Temos que ir atrás de muitos outros motivos para comprovar a eficácia do modelo consensual quanto ao tratamento adequado dos conflitos, antes mesmo da instauração oficial do processo e, se o mesmo infelizmente o for, porque não estimularmos que ele seja economicamente vantajoso acaso as partes cheguem a um consenso de imediato? E no curso do processo, podemos temos ter esse benefício?

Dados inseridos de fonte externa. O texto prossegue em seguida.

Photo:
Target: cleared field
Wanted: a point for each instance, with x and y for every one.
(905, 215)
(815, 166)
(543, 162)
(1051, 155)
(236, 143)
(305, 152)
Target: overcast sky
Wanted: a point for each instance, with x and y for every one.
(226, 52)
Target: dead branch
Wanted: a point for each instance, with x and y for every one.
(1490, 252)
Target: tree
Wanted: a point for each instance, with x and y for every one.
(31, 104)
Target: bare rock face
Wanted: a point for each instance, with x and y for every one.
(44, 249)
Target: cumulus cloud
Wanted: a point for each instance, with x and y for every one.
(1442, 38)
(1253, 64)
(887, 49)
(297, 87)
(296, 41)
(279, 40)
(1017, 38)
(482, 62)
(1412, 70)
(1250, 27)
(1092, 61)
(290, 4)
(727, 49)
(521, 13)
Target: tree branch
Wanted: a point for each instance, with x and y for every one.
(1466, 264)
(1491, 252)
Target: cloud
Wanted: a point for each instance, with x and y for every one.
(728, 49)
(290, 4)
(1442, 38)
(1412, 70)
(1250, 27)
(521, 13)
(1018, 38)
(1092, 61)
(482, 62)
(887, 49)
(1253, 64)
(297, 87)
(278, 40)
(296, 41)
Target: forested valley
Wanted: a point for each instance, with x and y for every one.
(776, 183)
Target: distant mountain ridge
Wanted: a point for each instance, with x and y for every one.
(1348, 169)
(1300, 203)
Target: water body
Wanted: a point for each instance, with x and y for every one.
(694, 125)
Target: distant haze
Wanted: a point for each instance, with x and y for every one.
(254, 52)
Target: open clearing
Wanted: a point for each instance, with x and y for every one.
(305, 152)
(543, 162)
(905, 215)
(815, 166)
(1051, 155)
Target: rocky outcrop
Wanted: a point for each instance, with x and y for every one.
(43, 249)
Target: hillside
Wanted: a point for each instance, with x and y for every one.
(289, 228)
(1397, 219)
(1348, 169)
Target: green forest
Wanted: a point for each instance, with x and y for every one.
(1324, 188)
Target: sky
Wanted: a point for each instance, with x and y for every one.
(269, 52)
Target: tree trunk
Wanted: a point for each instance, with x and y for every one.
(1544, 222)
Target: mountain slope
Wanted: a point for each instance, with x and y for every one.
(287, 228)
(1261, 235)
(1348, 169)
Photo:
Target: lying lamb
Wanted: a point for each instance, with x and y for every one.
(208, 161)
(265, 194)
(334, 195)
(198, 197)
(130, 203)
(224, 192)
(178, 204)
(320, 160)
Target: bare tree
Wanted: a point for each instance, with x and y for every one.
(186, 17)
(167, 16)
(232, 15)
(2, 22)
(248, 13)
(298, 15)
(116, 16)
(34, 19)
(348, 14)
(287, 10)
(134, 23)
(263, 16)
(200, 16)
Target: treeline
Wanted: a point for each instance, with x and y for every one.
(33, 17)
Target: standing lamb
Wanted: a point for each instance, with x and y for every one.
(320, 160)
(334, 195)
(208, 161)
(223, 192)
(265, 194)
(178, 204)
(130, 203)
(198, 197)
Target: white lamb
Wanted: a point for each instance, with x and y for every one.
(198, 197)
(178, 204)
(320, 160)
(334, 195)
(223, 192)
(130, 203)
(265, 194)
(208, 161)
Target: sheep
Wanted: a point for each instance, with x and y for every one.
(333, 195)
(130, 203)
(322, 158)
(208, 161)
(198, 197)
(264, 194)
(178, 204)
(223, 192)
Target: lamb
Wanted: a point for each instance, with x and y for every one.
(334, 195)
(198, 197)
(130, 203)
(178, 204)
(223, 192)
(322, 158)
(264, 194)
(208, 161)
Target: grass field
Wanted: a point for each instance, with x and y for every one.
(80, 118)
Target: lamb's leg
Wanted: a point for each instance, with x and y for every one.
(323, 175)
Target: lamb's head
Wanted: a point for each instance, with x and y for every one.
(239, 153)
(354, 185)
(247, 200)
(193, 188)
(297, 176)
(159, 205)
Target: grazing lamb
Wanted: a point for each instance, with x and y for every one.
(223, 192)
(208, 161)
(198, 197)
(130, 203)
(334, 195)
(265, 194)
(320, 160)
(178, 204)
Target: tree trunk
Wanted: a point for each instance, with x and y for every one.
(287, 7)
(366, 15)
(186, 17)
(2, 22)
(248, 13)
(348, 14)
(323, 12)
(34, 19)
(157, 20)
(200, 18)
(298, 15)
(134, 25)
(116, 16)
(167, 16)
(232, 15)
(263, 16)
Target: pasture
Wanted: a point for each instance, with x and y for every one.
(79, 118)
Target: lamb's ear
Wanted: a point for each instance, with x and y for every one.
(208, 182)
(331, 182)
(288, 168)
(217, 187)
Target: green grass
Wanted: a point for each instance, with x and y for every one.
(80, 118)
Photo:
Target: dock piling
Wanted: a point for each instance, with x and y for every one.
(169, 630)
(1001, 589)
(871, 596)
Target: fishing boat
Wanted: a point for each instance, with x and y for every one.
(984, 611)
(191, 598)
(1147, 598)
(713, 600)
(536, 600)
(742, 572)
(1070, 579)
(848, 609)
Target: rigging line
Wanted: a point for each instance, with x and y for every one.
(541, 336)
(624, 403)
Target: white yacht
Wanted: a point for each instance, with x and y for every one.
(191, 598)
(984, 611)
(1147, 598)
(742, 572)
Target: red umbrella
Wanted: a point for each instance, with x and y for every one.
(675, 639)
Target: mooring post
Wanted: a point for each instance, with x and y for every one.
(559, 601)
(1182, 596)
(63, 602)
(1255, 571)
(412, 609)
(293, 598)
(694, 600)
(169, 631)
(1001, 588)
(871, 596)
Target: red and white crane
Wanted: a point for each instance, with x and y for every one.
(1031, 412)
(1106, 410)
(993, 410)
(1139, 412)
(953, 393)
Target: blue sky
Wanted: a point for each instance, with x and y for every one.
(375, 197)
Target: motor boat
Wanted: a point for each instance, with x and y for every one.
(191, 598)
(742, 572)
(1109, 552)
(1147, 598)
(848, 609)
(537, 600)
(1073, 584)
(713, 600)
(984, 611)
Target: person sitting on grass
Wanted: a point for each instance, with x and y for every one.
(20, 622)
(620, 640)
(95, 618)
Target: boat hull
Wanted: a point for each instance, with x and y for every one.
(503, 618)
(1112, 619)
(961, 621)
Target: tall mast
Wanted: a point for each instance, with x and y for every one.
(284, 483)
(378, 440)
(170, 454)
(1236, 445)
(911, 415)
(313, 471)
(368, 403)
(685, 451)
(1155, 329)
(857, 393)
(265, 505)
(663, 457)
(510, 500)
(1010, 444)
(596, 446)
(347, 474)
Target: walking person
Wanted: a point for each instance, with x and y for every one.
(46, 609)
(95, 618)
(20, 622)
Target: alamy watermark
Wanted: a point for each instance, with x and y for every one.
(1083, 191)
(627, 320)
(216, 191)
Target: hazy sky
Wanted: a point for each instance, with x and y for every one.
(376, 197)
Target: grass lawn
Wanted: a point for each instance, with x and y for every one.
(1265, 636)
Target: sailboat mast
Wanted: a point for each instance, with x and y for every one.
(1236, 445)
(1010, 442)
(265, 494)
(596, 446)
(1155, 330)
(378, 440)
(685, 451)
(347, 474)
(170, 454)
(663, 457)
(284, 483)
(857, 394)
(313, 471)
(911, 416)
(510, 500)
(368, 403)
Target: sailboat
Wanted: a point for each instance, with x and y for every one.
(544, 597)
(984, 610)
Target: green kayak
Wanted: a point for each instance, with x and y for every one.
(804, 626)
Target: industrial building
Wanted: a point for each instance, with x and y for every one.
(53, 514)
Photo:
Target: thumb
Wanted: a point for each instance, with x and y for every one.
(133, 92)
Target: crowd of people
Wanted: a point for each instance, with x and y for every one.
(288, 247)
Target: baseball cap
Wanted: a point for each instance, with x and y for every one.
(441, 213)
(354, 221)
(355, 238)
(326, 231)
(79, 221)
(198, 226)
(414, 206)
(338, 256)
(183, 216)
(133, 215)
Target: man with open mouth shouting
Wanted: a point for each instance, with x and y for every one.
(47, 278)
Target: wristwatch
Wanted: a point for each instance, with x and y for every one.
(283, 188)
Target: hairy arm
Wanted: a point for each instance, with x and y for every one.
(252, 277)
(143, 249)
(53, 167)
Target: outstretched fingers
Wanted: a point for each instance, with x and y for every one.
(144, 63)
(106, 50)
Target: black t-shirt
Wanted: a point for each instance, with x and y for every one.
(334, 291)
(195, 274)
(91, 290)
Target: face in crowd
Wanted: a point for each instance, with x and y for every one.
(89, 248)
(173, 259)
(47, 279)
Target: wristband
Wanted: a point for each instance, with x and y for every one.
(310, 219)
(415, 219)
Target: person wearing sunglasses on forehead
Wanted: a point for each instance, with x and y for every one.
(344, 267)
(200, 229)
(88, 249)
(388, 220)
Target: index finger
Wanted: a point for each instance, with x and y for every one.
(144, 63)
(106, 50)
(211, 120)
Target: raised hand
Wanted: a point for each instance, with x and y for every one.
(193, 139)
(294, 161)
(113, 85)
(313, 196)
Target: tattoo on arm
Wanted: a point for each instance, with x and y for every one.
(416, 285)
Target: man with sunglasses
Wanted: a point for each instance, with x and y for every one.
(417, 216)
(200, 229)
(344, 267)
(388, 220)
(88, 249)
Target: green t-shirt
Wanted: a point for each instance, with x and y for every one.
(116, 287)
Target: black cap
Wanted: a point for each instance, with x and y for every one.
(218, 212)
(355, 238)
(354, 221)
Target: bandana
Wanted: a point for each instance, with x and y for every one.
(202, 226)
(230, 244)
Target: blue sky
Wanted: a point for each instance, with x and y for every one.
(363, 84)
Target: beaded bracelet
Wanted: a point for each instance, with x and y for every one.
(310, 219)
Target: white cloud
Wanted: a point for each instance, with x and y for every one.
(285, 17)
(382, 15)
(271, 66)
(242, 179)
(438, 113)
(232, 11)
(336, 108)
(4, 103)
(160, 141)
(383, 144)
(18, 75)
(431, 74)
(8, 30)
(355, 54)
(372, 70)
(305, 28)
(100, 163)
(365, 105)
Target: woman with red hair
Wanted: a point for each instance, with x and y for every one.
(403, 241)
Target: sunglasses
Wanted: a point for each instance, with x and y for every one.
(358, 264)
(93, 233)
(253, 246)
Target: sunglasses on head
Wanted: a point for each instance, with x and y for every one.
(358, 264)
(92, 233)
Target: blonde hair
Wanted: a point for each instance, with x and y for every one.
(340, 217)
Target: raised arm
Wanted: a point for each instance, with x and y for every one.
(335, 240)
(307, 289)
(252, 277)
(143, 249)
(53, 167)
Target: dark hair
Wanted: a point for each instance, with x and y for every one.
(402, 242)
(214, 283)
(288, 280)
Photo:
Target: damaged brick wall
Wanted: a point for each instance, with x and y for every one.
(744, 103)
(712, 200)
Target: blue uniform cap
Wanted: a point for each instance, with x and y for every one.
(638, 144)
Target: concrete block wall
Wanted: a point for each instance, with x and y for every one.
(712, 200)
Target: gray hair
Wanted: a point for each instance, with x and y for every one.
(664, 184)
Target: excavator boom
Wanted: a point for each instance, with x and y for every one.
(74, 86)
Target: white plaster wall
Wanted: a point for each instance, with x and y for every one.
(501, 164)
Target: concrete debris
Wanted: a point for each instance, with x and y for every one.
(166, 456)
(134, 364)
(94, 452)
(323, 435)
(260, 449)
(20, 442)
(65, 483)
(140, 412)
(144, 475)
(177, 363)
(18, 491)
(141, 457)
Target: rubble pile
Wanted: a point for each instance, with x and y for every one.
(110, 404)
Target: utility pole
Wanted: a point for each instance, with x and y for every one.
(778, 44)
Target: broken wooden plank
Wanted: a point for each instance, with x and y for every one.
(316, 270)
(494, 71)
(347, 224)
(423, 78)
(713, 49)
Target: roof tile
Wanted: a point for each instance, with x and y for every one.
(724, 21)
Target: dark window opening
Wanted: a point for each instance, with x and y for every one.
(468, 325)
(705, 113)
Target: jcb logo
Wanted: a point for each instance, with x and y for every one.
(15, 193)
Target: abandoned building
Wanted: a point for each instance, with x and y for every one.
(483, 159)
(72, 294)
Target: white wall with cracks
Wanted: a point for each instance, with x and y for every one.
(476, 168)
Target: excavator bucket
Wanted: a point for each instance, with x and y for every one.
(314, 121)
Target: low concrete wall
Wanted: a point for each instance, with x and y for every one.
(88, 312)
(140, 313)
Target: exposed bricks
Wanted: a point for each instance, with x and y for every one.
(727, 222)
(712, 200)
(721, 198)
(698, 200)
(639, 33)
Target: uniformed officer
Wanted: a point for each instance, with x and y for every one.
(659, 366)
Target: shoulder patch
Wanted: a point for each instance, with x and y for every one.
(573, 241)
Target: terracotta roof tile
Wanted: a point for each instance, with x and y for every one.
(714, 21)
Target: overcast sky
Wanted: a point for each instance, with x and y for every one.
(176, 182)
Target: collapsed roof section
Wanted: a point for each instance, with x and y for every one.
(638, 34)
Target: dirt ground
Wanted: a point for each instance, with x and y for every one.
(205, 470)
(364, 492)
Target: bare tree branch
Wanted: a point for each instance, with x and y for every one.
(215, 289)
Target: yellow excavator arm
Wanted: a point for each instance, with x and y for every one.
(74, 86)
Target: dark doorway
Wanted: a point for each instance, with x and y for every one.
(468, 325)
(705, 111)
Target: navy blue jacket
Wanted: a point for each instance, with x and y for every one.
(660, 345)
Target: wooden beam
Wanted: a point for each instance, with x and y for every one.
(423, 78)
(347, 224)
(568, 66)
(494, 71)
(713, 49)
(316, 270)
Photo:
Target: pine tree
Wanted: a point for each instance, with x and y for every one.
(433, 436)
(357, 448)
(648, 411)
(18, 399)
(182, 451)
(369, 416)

A política nacional de tratamento adequado de
conflito é a reflexão desenvolvida pelo Poder Judiciário sobre a sua
importância no meio social como referência na solução de conflitos e na
necessidade de aprimoramento das vias de resolução dos conflitos de
interesses.
As ações desenvolvidas, que ultrapassam os limites da
simples preocupação da baixa do estoque processual, impõem investimentos
na prevenção e contenção de demandas, assim como na melhoria na oferta
de solução aos conflitos. Não podemos mais continuar a achar que todos
os conflitos que chegam ao Judiciário serão resolvidos pela jurisdição
tradicional de forma satisfatória ou no tempo esperado.
Torna-se
preocupante a inefetividade do Judiciário no volume de demandas que lhe é
apresentado, especialmente quando há estudos que apontam não ser sempre
a solução judicial — com o enquadramento do caso à norma legal e suas
imposições — a melhor providência para o conflito, muitas vezes não
alcançando o resultado esperado pelas partes, qual seja, a pacificação
social com a satisfação dos interesses contrapostos, já que Justiça é
algo muito subjetivo.
Entretanto, podemos, com certeza, a partir
do diálogo franco, aberto e criativo, chegar a uma solução pelas
próprias partes, contando no máximo com a intermediação de um terceiro,
que pode ser o Estado-juiz, no sentido amplo do termo, hoje com seus
novos auxiliares (mediadores e conciliadores), agindo de uma forma
totalmente diferente da tradicional. E esse é justamente o seu maior
desafio hodiernamente.
Não é outra a compreensão que podemos ter da afirmação da comissão do anteprojeto do CPC, na exposição do anteprojeto do CPC[1],
ao dizer que "a satisfação efetiva das partes pode dar-se de modo mais
intenso se a solução é por elas criada e não imposta pelo juiz".
Além
desse resultado prático, nota-se com facilidade o proveito econômico ao
Estado, que deve lutar pela melhor forma de atenção ao cidadão,
utilizado o investimento necessário para prestação desse serviço.
O
ministro Joaquim Barbosa, na Presidência cumulativa do STF e do CNJ,
quando da abertura da I Conferência Nacional de Conciliação e Mediação[2]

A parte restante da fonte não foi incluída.